Without a second thought, and only a perfunctory first one, Dill Winsome returned the box of lemonheads to the shelf and picked up, instead, a box of Boston Baked Beans. He didn’t know the reason for the exchange, because it was pretty reflexive and, as mentioned, thoughtless, neither was it complex, but Dill Winsome’s mind was the kind that responded to branding, and where lemonheads were a generic candy, the box of baked beans was trademarked.

Nonetheless, taste—a more basic instinct than brand loyalty—motivated a second exchange, and Dill Winsome took his box of lemonheads and his sweaty dime to the checkout line.
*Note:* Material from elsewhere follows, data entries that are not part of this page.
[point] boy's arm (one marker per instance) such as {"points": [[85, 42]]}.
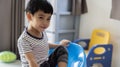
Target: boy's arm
{"points": [[31, 59]]}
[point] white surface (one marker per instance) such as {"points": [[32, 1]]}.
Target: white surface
{"points": [[14, 64]]}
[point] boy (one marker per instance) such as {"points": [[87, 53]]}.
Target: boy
{"points": [[32, 43]]}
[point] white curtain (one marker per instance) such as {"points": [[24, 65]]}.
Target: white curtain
{"points": [[17, 23]]}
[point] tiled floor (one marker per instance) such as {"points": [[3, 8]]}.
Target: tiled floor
{"points": [[14, 64]]}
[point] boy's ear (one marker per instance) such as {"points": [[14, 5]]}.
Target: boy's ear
{"points": [[29, 16]]}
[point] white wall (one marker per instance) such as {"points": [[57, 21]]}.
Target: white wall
{"points": [[98, 16]]}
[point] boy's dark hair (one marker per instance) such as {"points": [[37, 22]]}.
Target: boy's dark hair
{"points": [[36, 5]]}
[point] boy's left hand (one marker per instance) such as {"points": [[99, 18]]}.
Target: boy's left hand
{"points": [[64, 42]]}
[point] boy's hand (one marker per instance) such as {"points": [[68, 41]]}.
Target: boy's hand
{"points": [[64, 42]]}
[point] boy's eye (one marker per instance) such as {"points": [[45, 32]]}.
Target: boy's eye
{"points": [[41, 17]]}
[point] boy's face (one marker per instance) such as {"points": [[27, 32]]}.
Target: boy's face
{"points": [[39, 21]]}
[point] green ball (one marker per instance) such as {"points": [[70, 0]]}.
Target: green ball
{"points": [[7, 56]]}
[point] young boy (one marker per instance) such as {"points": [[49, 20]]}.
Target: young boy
{"points": [[32, 43]]}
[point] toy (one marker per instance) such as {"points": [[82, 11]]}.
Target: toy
{"points": [[76, 55]]}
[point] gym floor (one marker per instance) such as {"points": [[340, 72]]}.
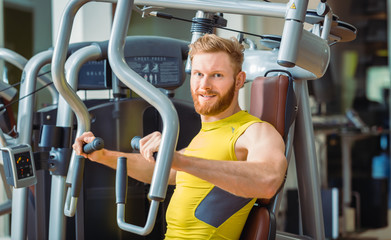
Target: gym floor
{"points": [[373, 234]]}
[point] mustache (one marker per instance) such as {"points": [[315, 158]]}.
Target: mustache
{"points": [[206, 92]]}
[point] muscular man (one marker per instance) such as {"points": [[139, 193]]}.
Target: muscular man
{"points": [[234, 159]]}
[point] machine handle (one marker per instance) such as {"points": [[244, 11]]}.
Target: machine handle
{"points": [[135, 143], [77, 178], [121, 183], [96, 144]]}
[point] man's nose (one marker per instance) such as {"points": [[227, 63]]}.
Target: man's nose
{"points": [[205, 83]]}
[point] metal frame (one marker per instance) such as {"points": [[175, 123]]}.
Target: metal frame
{"points": [[288, 56]]}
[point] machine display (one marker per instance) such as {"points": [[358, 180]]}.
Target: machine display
{"points": [[19, 165]]}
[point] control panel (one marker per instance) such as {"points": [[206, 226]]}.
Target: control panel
{"points": [[19, 165]]}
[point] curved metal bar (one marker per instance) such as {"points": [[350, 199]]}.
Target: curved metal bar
{"points": [[65, 119], [19, 61], [152, 95], [255, 8], [153, 208], [24, 126], [73, 65]]}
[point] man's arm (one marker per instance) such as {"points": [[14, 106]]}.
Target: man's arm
{"points": [[259, 172], [138, 167]]}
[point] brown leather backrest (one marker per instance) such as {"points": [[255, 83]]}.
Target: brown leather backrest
{"points": [[268, 99], [258, 225], [268, 102]]}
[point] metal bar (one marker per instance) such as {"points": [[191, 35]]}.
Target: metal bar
{"points": [[24, 126], [307, 168], [73, 65], [153, 96], [255, 8], [19, 61]]}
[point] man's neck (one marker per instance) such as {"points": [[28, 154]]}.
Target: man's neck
{"points": [[226, 113]]}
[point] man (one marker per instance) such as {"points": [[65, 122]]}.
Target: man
{"points": [[234, 159]]}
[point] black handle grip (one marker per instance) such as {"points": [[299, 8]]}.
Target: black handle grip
{"points": [[135, 143], [96, 144], [77, 177], [121, 183]]}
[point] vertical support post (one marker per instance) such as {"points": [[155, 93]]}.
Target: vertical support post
{"points": [[307, 168]]}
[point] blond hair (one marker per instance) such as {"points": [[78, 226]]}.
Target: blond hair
{"points": [[211, 43]]}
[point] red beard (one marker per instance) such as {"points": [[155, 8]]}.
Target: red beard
{"points": [[212, 109]]}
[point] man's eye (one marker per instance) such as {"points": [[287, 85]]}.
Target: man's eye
{"points": [[218, 75]]}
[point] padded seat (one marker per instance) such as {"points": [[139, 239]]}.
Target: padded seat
{"points": [[273, 101]]}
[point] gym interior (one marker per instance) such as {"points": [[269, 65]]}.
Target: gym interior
{"points": [[338, 183]]}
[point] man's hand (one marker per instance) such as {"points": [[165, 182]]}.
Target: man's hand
{"points": [[85, 138], [149, 145]]}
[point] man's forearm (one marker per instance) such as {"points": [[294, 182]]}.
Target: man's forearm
{"points": [[138, 167], [242, 178]]}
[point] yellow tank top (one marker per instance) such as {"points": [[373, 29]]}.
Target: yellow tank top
{"points": [[199, 209]]}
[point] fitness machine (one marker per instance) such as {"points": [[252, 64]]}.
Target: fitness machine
{"points": [[297, 47]]}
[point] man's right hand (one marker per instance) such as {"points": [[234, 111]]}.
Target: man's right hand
{"points": [[149, 145], [85, 138]]}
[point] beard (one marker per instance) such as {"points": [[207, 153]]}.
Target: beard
{"points": [[212, 109]]}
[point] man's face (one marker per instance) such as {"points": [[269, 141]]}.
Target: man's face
{"points": [[212, 83]]}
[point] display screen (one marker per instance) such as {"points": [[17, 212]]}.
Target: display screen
{"points": [[159, 71], [23, 165]]}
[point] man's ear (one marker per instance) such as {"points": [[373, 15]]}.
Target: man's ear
{"points": [[240, 79]]}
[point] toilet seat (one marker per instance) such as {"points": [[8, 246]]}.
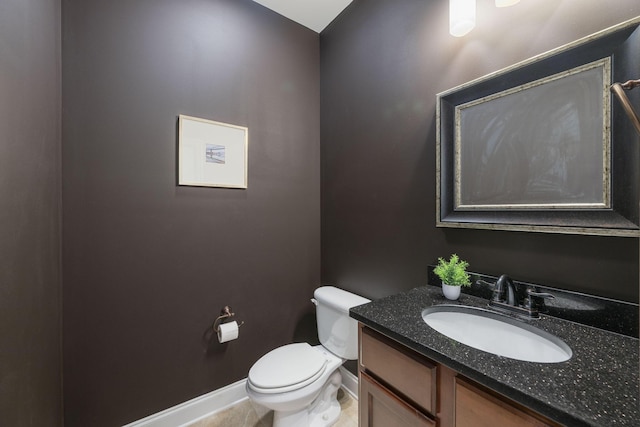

He was not first in line, he was not last in line, but he was shortest in line and youngest in line and by far the shopper with the fewest items and the least experience.

This is the story of Dill Winsome’s first ever-purchase with his first-ever money, and it’s a story with a global echo and a perfect resonance. In this story there is anxiety, doubt, restiveness, existential crisis, anticipation, ennui, pretense, excitement and the loss of innocence. Because Dill Winsome is six with a found dime and a grimy face and the real belief that he’s cheating his family of a certain small windfall by this indulgence and setting the trajectory of his life on the Wrong Path; that this found dime is not a found dime but a stolen one, by virtue of his failure to look for its owner; and that, then, there is an element of sin and blood in the silver coin, which he dropped to the counter prematurely so as not to burn the miniature bust of the dead president into his palm.

His turn was up, the line had shifted, and he placed his purchase on the counter, but the dirty dime and the box of lemonheads lay untouched and unnoted. For the first time in his life, Dill Winsome was utterly alone.

To recap, there was an epic moment of ambition, where the hero had asserted himself at the edge of a perilous vastness, doing what he’s only ever seen done, presenting himself at the door of the world’s indifference for the first time as something other than a child, constructing from observed action and the power of his own fledgling imagination a new self, and failing miserably.

Because the cashier passes him over, leaves the box of lemonheads and the grimy dime lying side by side on the counter and Dill Winsome’s insistent stare unacknowledged. Presenting Dill Winsome with the sure doubt of his own existence and a real-life conundrum.

This perhaps is where it gets sticky. Dill Winsome has been passed over. The cashier is ringing the next customer up. The world has turned the slightest bit on its axis and in the process flung the body of the little six-year-old boy, who sees eye-to-eye with the counter top, off the path to independence, adulthood, self-confidence and, if it is possible, the future. He will have to reassert himself or lose himself forever. What other choice does he have than the one between action and acquiescence? Between protest and oblivion? The nuances governing the morality of this exigency are clear to Dill Winsome, despite his age, though he cannot articulate them outside of fighting back a tear or two, to swallow the lump. Already blowing a dime, for which he did no work, on satisfying a superfluous physical appetite, of which his parents would not approve, in conscious neglect of his struggling family, Dill Winsome is now faced with the prospect of theft.

But he does not steal the lemonheads.

Instead, he rewinds time, collects the lemonheads, retraces his steps, moving back up the line to its end, takes the corner, makes a deliberate line to the candy aisle, replaces the box of candy (they make that subtle tambourine noise when they settle into place) and, ever so coolly, as far as cool goes in the eyes and ability of a six-year-old, and with the same degree of stealth and projected nonchalance, removes himself from the store, one forced and shaky step at a time, paying all the liquid wealth he has in the world for the mistake of believing in the value of so small and miserable a thing as a dime.